On Thursday, folks from York County Community Action Corp. took a walk through the former Children’s Center, the home of a longtime child care program that closed in September due to financial constraints.
The building is structurally sound, but needs some renovation – new windows, a new roof, updated electric heating systems, updated restrooms and some interior redesign to accommodate new programs.
YCCAC Director Barbara Crider estimates it will take about $2 million to finance the renovations.
A planning grant from the J.T. Gorman Foundation means an architect is at the ready; YCCAC hopes to soon have drawings and a more defined estimate of costs. Then they’ll launch a plan for capital funding to get the work done.
YCCAC bought the building in October and began developing the plan, which would see each group have its own space and program but come together with the other groups periodically for activity.
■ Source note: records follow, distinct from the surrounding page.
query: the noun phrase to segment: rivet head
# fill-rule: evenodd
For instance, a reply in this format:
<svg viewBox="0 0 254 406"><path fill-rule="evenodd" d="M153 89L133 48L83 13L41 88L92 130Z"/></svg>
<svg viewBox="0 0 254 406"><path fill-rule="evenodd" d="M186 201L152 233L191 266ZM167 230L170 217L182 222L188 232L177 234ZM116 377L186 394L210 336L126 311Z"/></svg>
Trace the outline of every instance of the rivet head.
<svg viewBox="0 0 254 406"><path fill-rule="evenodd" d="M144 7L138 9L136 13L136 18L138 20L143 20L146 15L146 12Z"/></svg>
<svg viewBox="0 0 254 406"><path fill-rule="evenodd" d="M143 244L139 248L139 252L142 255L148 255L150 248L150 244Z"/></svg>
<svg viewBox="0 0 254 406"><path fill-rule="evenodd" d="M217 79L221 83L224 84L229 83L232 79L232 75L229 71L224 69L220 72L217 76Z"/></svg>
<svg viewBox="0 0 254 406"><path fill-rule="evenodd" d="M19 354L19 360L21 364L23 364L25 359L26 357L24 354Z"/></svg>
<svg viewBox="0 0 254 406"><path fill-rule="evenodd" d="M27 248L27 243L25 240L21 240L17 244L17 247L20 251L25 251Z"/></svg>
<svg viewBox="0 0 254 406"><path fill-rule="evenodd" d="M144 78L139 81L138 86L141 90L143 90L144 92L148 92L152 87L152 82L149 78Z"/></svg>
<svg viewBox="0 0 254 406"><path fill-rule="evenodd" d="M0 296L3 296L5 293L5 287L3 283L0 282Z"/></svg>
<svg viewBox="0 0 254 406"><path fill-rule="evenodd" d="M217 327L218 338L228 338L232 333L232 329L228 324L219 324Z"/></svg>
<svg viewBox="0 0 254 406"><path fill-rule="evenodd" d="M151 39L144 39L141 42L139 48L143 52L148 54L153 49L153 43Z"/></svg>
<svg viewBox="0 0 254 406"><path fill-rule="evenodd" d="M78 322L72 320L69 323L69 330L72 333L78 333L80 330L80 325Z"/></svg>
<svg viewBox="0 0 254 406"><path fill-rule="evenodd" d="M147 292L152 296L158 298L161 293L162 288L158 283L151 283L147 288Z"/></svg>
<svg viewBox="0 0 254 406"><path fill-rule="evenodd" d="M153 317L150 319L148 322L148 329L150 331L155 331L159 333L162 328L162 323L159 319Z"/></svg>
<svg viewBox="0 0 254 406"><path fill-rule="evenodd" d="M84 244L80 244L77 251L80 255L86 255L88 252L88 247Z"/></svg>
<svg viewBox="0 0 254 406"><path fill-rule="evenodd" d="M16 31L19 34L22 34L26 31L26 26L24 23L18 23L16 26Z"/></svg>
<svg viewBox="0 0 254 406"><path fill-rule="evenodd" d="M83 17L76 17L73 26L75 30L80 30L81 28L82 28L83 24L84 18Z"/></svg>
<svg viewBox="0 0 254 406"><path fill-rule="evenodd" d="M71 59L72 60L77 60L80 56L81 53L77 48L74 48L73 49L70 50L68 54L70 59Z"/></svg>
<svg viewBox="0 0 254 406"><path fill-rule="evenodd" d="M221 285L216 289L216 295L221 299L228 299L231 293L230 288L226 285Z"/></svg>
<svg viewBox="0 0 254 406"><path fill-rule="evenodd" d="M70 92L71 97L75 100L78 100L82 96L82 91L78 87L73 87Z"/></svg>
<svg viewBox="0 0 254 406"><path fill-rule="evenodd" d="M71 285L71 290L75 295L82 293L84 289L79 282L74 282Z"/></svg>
The plan currently calls for slots for 50 children and 25 adults.
Crider said a program for seniors who can’t be alone all day will provide services they need, along with peace of mind and respite for caregivers.
There also remains a need for affordable child care for families with children from infancy to age 5, she said.
“To me, this is a novel way to care for your community,” said Betty Graffam, who recently retired as director of YCCAC’s Head Start program, and has been hired to focus on the new center.
YCCAC is hoping the community will agree with Graffam’s assessment and come together to support the proposal.
Studies undertaken by YCCAC show there are 7,000 people in Sanford and six surrounding areas over age 65, and that nearly a third of them live alone.
With Maine’s dementia rate pegged at 1 in 8, according to YCCAC, that means about 850 people locally may be living with the disease. Nursing home and assisted living capacity locally is about 300, according to the study.
As well, since Child Care Services of York County closed the Children’s Center after 40 years, available child care has become more limited in the area.
The two-story building has entrances at both levels. Seniors’ programs would be on the ground floor, with children’s programming on the lower level.
“I’d love to see an atrium,” said Graffam, as she looked out a bank of windows to a space she envisions sporting raised bed gardens that the seniors and youngsters could plant and weed together.
Crider said even at the times when the two groups don’t interact, there is evidence that seniors who can see and hear children playing have lower blood pressure, among other benefits.